Copyright © 2022 Philip C. Cruver
Eutrophication, the over-enrichment of freshwater and coastal ecosystems with nutrients, is being recognized as a rapidly growing environmental crisis. Eutrophication occurs when nutrients, particularly nitrogen (N) and phosphorus (P), from water runoff or atmospheric deposition stimulate the growth of algae and cause cascading environmental effects.
Research is showing that offshore ocean waters, traditionally perceived to be nutrient sparse particularly in oligotrophic environments like the Caribbean, is rapidly changing. The deposition of organic chemical and nutrient-loading pollution into the marine environment globally increased 65% between 2003–2013, contributing to eutrophication choking oxygen from oceans creatures. Worldwide, approximately $164 billion is spent annually on water and wastewater treatments and despite these massive investments in nutrient management, coastal waters across the globe continue to experience significant and growing nutrient loading
Enhanced nutrient levels are stimulating the growth and subsequent decay of micro and macroalgae, contributing to severe ecosystem impacts, such as noxious and harmful algal blooms, reduced water quality, and low dissolved oxygen conditions causing massive “dead zones” where overgrowths consume so much oxygen that nothing else can survive. Consider that the Gulf of Mexico dead zone caused by nutrient pollution grew to 6,634 square miles in the summer of 2021.
Environmental credit trading programs have gained traction for pollutants like atmospheric carbon emissions but there has been minimal media buzz about ocean nutrient pollutants. Could this be the next frontier for a nutrient pollutant credit trading market promoting ocean acidification as the evil twin for climate change?
Nutrient trading markets would allow operators producing point sources of water pollution to offset that pollution by purchasing credits representing reductions elsewhere. Just as the purchase of a carbon offset gives its buyer credit for reducing their carbon footprint, such a trading market would allow a participant to buy and sell the credit for reduction of nutrient pollution.

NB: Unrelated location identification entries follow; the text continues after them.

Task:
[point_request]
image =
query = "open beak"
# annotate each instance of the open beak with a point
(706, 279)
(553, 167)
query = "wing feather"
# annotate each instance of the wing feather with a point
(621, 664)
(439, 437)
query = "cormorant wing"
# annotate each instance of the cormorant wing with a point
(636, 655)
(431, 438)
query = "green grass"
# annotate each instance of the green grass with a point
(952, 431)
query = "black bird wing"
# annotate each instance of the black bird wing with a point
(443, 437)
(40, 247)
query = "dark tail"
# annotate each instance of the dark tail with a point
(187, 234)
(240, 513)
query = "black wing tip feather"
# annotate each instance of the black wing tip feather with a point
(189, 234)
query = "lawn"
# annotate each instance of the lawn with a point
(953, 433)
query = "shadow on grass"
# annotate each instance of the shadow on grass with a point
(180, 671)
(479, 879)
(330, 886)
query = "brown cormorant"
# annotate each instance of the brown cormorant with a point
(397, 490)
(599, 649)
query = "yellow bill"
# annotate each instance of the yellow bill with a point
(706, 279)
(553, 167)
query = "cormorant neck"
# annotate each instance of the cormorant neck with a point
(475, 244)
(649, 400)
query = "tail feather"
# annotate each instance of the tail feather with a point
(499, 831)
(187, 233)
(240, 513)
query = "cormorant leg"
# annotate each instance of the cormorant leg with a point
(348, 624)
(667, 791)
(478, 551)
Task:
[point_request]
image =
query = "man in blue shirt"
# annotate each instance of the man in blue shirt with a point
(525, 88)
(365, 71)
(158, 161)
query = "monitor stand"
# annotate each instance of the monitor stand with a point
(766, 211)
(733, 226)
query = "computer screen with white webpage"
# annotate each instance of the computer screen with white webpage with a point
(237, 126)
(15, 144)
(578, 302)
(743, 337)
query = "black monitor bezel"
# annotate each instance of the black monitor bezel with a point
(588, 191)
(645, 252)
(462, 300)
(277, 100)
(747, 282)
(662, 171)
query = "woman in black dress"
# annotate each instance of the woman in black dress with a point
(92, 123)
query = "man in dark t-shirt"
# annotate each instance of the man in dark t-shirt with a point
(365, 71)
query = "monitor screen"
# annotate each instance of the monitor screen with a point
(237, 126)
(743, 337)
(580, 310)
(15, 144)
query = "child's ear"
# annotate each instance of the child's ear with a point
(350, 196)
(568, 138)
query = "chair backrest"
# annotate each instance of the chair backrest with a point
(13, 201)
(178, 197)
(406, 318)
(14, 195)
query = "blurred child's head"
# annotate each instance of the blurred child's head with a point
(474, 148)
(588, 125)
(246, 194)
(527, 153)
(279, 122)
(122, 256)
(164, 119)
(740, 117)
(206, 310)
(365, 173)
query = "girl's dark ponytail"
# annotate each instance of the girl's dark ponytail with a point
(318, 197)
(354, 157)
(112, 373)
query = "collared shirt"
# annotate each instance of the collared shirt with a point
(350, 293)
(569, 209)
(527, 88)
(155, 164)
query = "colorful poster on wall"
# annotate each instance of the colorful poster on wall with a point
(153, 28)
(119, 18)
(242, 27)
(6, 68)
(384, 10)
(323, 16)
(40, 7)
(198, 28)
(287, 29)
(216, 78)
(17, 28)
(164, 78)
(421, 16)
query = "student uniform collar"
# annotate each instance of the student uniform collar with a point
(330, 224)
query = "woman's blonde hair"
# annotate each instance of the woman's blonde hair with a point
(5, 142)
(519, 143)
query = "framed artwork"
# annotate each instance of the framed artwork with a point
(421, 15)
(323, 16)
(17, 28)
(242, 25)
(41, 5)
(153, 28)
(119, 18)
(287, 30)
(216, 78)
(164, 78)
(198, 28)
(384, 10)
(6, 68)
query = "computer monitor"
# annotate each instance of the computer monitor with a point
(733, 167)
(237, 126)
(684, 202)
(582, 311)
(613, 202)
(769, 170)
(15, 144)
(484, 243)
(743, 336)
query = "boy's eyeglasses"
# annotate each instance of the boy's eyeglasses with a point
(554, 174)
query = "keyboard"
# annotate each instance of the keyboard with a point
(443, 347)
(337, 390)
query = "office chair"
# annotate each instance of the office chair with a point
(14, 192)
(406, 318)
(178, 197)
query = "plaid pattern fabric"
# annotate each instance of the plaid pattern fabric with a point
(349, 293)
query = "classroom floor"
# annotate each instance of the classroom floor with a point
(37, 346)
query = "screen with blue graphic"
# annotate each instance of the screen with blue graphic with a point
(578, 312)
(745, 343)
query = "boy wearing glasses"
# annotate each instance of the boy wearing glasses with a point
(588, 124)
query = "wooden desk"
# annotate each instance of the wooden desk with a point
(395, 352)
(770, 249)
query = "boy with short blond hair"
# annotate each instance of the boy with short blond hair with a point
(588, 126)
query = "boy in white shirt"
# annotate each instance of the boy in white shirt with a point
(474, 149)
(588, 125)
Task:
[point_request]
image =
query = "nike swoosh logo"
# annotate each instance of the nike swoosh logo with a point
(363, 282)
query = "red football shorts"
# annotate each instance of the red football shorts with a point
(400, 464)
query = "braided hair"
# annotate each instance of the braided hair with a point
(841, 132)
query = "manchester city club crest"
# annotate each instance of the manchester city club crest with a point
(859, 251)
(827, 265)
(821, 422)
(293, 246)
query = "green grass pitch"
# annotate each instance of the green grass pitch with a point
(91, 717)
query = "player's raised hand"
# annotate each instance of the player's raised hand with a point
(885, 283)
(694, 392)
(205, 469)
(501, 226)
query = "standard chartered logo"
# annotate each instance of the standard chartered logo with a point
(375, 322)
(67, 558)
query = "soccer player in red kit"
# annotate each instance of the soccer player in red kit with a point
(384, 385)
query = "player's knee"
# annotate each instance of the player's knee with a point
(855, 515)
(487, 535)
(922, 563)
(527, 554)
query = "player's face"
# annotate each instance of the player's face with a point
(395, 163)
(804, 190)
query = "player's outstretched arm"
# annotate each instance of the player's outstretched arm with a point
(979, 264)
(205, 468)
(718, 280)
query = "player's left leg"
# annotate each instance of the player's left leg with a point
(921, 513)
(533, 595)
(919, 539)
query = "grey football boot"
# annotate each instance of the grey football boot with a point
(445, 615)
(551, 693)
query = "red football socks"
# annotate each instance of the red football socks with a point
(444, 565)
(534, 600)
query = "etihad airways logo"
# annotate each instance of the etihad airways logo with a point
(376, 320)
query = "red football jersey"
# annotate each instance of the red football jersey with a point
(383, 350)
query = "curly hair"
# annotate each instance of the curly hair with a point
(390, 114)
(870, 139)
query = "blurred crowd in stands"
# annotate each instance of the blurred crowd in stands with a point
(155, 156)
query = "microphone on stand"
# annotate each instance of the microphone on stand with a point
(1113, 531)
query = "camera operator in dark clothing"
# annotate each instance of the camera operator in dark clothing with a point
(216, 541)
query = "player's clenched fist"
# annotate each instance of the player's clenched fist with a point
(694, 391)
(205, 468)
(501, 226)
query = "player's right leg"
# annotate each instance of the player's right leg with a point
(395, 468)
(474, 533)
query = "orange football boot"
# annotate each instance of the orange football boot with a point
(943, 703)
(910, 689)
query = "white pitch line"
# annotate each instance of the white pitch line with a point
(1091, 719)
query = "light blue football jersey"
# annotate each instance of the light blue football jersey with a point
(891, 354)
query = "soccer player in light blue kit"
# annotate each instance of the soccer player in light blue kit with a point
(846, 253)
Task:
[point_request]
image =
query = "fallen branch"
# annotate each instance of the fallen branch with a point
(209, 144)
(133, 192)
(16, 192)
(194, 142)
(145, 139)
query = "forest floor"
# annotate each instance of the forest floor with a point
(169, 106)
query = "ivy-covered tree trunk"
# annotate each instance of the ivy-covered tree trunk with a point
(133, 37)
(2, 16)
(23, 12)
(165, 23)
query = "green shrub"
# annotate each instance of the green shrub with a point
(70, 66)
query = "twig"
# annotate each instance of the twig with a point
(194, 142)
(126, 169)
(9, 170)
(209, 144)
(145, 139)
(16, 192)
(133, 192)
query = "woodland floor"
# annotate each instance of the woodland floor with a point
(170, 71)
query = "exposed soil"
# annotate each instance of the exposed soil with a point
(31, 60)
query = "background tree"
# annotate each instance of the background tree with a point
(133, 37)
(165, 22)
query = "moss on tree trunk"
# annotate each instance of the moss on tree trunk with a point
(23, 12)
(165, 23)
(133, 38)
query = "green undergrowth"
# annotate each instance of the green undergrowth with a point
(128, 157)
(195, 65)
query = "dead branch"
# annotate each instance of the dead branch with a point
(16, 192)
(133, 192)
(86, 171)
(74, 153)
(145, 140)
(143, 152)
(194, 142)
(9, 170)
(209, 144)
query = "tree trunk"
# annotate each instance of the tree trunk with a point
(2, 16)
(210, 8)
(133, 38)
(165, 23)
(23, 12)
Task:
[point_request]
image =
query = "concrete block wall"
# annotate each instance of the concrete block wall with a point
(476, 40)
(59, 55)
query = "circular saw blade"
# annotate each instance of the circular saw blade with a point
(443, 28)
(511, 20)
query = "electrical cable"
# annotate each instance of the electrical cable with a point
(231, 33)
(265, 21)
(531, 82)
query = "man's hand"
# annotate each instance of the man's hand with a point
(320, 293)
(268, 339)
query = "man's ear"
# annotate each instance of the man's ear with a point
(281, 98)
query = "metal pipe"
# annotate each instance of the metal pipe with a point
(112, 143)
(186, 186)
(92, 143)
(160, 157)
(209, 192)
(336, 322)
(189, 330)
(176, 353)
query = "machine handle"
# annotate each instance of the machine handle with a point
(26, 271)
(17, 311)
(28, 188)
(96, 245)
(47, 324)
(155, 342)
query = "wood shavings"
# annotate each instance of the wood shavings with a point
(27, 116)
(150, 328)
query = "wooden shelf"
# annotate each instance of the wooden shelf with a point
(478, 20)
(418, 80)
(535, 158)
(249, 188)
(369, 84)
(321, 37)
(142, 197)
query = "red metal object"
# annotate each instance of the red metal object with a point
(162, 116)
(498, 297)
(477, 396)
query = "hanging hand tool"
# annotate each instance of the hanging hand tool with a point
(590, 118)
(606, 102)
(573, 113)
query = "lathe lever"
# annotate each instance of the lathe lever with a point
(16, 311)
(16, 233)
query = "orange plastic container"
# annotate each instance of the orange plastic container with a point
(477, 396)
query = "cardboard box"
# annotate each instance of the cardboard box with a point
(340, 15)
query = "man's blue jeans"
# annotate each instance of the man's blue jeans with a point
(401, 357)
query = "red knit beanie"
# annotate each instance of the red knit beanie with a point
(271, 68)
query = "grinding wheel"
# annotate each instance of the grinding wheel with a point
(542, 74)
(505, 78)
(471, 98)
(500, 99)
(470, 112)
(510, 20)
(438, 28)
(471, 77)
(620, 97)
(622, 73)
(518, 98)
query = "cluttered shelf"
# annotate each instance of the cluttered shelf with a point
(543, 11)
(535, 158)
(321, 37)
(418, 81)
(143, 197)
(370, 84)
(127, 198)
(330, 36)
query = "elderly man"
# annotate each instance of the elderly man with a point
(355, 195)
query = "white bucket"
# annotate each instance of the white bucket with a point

Seaplants are marine “fixators” for bio-remediating eutrophic waters having the potential to help mitigate this least recognized, and increasingly most urgent, ecological crisis destabilizing the Earth's natural nitrogen and phosphorus cycle. Seaplants could significantly reduce excess nitrogen flowing into coastal waters, while also replacing synthetic fertilizers to reduce the amount of nitrogen entering the ocean from agricultural sources. The nutrient extraction capacity of seaplants grown in Xincun Bay, China was reported by scientists to remove 53.8 metric tons of nitrogen and 3.7 metric tons of phosphorus during the 1999-2000 growing season.
Market opportunities will soon emerge for seaplant mariculture, as a nature-based solution, to become a cost effective and revenue generating intervention for remediating ocean nutrient pollution.